Join us for an engaging presentation and Q&A with UCLA EPSS Professor Emerita Margaret G. Kivelson, recipient of the 2017 Kuiper Prize of the American Astronomical Society for outstanding contributions to planetary science.

Professor Kivelson will share her expertise about magnetic fields in the Solar System. On August 21, 2017, millions of Americans observed a total eclipse of the sun, most of them seeing for the first time the solar corona, the complex filmy structure that surrounds the visible disk. In regions within a few solar radii above the sun’s surface the structure of the corona is imposed by the sun’s magnetic field. The magnetic field traps a tenuous, highly ionized gas, the plasma that forms the corona.

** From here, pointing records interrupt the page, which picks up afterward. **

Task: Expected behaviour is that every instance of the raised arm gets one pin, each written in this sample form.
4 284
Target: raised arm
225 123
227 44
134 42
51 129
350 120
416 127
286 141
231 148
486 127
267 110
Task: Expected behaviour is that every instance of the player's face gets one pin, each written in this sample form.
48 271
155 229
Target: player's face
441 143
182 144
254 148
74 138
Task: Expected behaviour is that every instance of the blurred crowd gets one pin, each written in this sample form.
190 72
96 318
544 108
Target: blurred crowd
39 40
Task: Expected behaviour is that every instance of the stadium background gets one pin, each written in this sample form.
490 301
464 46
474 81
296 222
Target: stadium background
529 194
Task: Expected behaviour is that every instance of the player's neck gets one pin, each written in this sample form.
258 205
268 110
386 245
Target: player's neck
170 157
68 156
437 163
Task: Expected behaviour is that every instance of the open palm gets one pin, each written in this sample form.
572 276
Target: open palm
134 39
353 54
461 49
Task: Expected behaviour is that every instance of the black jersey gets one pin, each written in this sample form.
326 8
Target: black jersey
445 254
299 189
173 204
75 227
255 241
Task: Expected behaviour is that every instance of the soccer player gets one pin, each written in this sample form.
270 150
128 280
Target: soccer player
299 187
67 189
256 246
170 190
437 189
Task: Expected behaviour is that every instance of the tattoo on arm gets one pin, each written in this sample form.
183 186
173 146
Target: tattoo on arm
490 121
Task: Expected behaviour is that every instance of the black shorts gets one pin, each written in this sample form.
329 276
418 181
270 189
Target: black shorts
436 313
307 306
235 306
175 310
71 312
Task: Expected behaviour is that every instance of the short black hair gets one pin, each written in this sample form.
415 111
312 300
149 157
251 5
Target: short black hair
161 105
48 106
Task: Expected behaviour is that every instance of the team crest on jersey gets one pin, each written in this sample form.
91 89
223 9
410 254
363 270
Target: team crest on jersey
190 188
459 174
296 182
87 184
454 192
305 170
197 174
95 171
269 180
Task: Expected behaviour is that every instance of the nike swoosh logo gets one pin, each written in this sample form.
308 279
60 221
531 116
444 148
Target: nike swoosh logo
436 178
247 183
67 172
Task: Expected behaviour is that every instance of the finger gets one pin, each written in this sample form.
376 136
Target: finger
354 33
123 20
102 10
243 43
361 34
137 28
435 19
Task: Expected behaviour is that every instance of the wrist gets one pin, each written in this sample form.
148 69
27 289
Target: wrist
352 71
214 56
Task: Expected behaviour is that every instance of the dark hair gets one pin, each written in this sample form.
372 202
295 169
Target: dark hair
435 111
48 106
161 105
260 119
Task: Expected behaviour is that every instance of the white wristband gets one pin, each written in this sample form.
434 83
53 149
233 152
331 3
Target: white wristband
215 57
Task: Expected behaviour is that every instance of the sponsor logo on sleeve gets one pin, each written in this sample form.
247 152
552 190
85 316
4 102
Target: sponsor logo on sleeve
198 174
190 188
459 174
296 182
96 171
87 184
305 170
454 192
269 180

The charged particles of the plasma, confined to move along lines of magnetic force, scatter sunlight and make visible the configuration of the magnetic field. Elsewhere in the solar system, plasma is confined in large-scale magnetized structures that are never visible but, over decades, have been yielding their secrets to an international armada of scientific spacecraft. Structured plasma and fields expand outward from the sun, forming the solar wind, which flows at supersonic speeds to distances far beyond the orbit of Pluto where it encounters a magnetic boundary called the heliopause. Most planets (and the moon, Ganymede) are embedded in magnetic structures referred to as magnetospheres whose dynamics account for a range of phenomena that includes both the beautiful (for example, the aurora) and the undesirable (spacecraft failures and intermittent large scale power outages). This talk will describe aspects of the vastly different magnetic structures of the solar system and compare them, noting how they vary with the size, rotation rate, and location in the solar system of the central body.